The event is part of the university’s Dialogue Vanderbilt initiative, which works to provide a range of programs to students, faculty and the public that promote civil discourse and better understanding while addressing political polarization.

“Tragic world events are not better understood, aren’t easier solved and don’t go away if we ignore them or choose not to discuss them out of fear,” Chancellor Daniel Diermeier said. “Free speech and respectful debate are bedrock Vanderbilt values. They are fundamental to our purpose of providing transformative education and pathbreaking research, and we believe they will help us all understand the world-and ourselves-a little better each time we engage.”
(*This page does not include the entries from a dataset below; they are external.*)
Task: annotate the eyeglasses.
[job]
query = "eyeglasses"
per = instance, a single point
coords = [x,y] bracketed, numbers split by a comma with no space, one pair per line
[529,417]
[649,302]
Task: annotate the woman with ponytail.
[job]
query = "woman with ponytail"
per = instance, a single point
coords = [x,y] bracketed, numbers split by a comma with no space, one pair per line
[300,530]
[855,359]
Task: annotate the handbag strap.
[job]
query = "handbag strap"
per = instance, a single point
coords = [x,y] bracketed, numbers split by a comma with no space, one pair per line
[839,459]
This event was made possible by a generous donation from Jennifer and Abe Friedman in a new series, the Vanderbilt Forum on Unity & Democracy.


About Rabbi David Wolpe

“The most influential rabbi in America,” according to Newsweek, Wolpe is a columnist for New York Jewish Week and a Torah columnist for the Jerusalem Post. He has been published and profiled in The New York Times, Los Angeles Times, The Washington Post, Time, Newsweek and The Atlantic and has been featured on The Today Show, Face the Nation, ABC This Morning, CBS This Morning and PBS. Wolpe is a visiting scholar at Harvard Divinity School and the Max Webb Emeritus Rabbi of Sinai Temple in Los Angeles. Wolpe also serves as the inaugural rabbinic fellow for the Anti-Defamation League. He recently resigned from Harvard University’s Antisemitism Advisory Group.

About Dean Yolanda Pierce

Dean of the Vanderbilt Divinity School and Cornelius Vanderbilt Chair, Pierce was appointed the founding director of the Center for African American Religious Life at the Smithsonian National Museum of African American History and Culture. Pierce is the creator and curator of Touching the Sacred, an exhibit on material religion and the Black church. Pierce’s newest book is In My Grandmother’s House: Black Women, Faith and the Stories We Inherit. Her most recent essays are in The Christian Century, where she is a contributing columnist.